Following the announcement that Gaza militant group Hamas will release at least 50 hostages as part of a deal with Israel, here is what we know about the captives.
Based on interviews with relatives and Israeli media reports, AFP has confirmed the identities of 210 of the around 240 people abducted on October 7 during Hamas attacks on military posts, communities and a desert music festival.
The hostages, who are set for staggered release in return for a four-day truce and the release of Palestinian prisoners, are women and children and included both Israelis and foreigners.
The United States has said that three Americans, including three-year-old Abigail Mor Idan, will be among the first captives to be released starting Thursday.
“One or two” French hostages are also due for release, French lawmaker Meyer Habib told a French Jewish radio station.
Four female hostages have already been released by Hamas and one female soldier was rescued by Israeli forces.
Two others were found dead by Israeli forces in Gaza — 19-year-old soldier Noa Marciano and Yehudit Weiss, a 65-year-old former nurse.
– Baby, birthdays –
At least 35 of those taken hostage were children, with 18 of them aged 10 or under at the time of the Hamas attack.
One of the youngest hostages is Kfir Bibas, a boy who was just nine months old when gunmen snatched him from Nir Oz kibbutz near the Gaza border, along with his four-year-old brother Ariel and his parents Yarden and Shiri.
Shiri appears in a video from the day of the attack seen by the family, cradling her children in her arms with gunmen all around her.

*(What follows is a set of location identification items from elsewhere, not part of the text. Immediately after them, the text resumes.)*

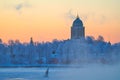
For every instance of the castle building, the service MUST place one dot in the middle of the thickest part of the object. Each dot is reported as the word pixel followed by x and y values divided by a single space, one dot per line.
pixel 77 29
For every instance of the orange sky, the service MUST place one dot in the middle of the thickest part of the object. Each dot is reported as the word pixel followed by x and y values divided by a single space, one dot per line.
pixel 47 20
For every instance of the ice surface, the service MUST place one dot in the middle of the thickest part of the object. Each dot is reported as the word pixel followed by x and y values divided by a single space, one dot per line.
pixel 89 72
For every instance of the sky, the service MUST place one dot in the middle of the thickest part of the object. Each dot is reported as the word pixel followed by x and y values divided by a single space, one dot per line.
pixel 45 20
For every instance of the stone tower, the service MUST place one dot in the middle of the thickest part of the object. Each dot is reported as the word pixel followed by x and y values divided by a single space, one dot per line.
pixel 77 29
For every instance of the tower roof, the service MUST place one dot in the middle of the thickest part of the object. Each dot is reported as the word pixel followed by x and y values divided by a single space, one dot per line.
pixel 77 22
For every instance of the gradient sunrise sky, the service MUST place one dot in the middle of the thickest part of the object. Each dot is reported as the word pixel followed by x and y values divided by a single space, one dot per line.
pixel 45 20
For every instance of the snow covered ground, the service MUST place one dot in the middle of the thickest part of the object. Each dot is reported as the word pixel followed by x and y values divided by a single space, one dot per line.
pixel 88 72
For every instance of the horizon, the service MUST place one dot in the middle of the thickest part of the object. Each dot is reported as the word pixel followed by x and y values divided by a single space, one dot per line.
pixel 49 20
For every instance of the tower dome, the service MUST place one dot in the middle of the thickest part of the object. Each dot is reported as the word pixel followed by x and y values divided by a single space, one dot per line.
pixel 77 22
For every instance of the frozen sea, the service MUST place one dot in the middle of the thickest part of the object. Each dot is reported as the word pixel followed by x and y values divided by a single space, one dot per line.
pixel 88 72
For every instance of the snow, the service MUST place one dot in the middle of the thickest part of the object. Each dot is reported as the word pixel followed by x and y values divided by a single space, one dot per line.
pixel 86 72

Some of the children have had their birthdays in captivity. Campaigners held a birthday party in London last week for an Irish-Israeli girl, Emily Hand, who turned nine in captivity.

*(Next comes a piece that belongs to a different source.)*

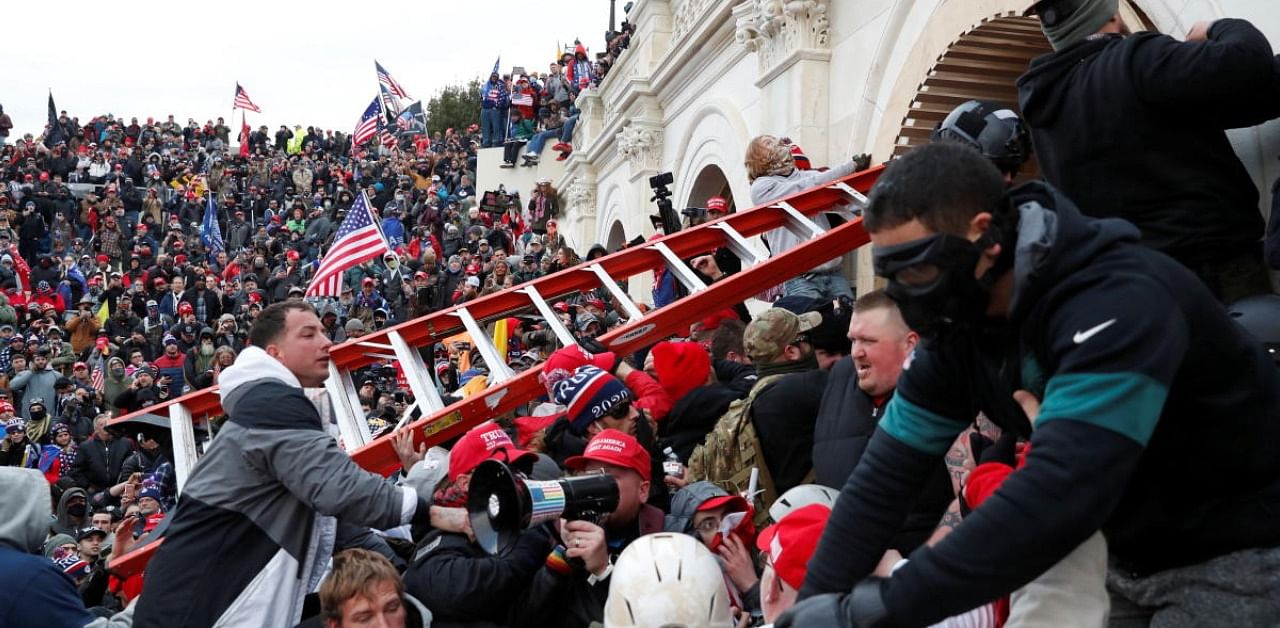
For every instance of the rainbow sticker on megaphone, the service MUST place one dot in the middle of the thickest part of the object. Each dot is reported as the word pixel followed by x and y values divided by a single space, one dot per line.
pixel 548 500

She had been on a sleepover at a friend’s house in Beeri kibbutz when she was snatched, her father said.
Yoni Asher, whose wife Doron, daughters Raz, four, and Aviv, two, and mother-in-law Efrat were snatched from Nir Oz kibbutz, has left his job as a property developer to devote all his time to bringing his family home.

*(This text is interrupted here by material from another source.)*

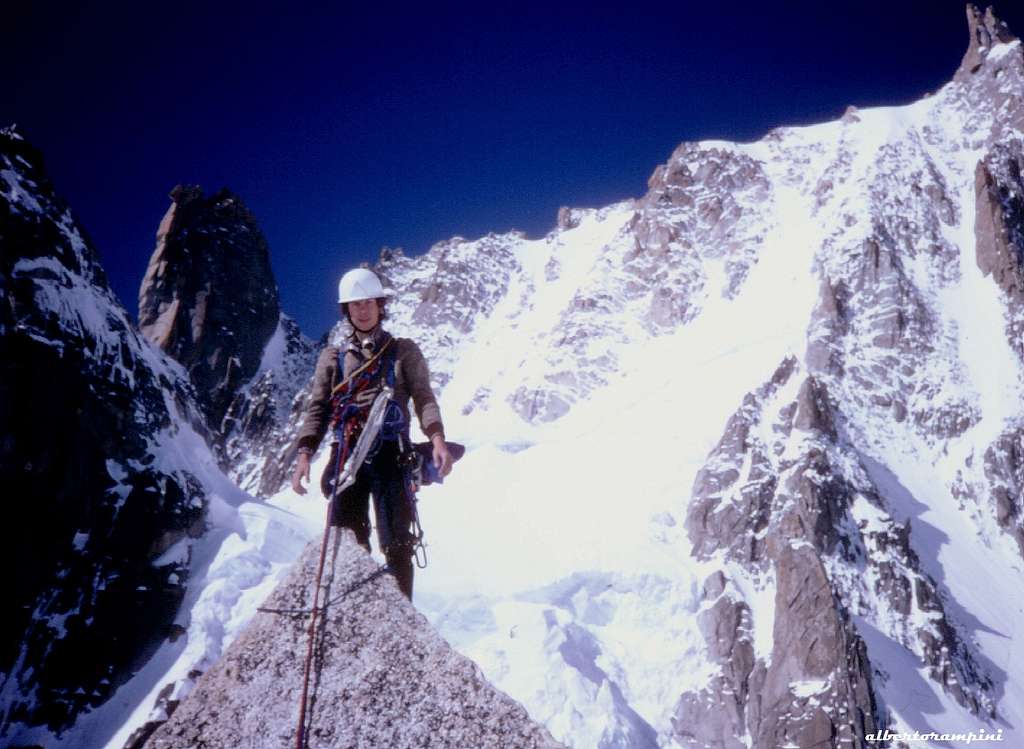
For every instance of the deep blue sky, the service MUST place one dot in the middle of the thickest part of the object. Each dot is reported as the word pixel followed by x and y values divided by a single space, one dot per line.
pixel 373 124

They were seen in a video being taken away by militants in the back of a pick-up truck.
Twelve-year-old Eitan Yahalomi is one of at least three Israel-French children being held.
His uncle Ari Levi, who took part in a march from Tel Aviv to Jerusalem last week to press for the hostages’ release, vowed: “When Eitan comes home, I’ll buy him the best bike in the world.”
– Octogenarians and whole families –
At least 68 of those abducted were women, including Yaffa Adar, who was 85 when she was filmed being whisked away from Nir Oz kibbutz in what appeared to be a golf cart.
At least eight of the hostages are aged over 80.
Nine people were taken from a family in Nir Oz kibbutz, which had at least 71 of its around 400 residents abducted — the highest number for a single community.
Sharon Aloni Cunio, 34, her husband David, 33, and their twin three-year-old daughters Emma and Yuly, were all seized on October 7.
So were David’s brother Ariel, Ariel’s partner Arbel Yahod and her brother Dolev and Sharon’s sister Danielle and Danielle’s five-year-old daughter Amelia.
Danielle, 44, appeared in a video released by Hamas on October 30 along with two other women named in a statement by Netanyahu as Yelena Trupanov and Rimon Kirsht.
In the video, Aloni urged Netanyahu to agree a prisoner exchange with the Palestinians.
– Many nationalities –
Apart from Israel, 26 countries have citizens among the hostages, according to figures from the Israeli foreign ministry. Many are dual nationals.
Twenty-six Thais were abducted along with 21 Argentines, 18 Germans, 10 US citizens, seven French and seven Russians, according to figures provided by their governments.
– Proof of life –
Hamas has released two proof-of-life videos, one of Aloni and two other women, and an earlier clip showing French-Israeli woman Mia Shem, 21, pleading for help.
Islamic Jihad, another Palestinian militant group in Gaza, on November 9 released a video it said showed two other hostages — Hannah Katzir, a woman in her 70s, and Yagil Yaakov, 13.
Between 15 and 30 other people, mostly foreigners, are still considered missing, according to Israeli media.
They are believed to have either been taken captive or to have been killed on October 7 but have not yet been identified.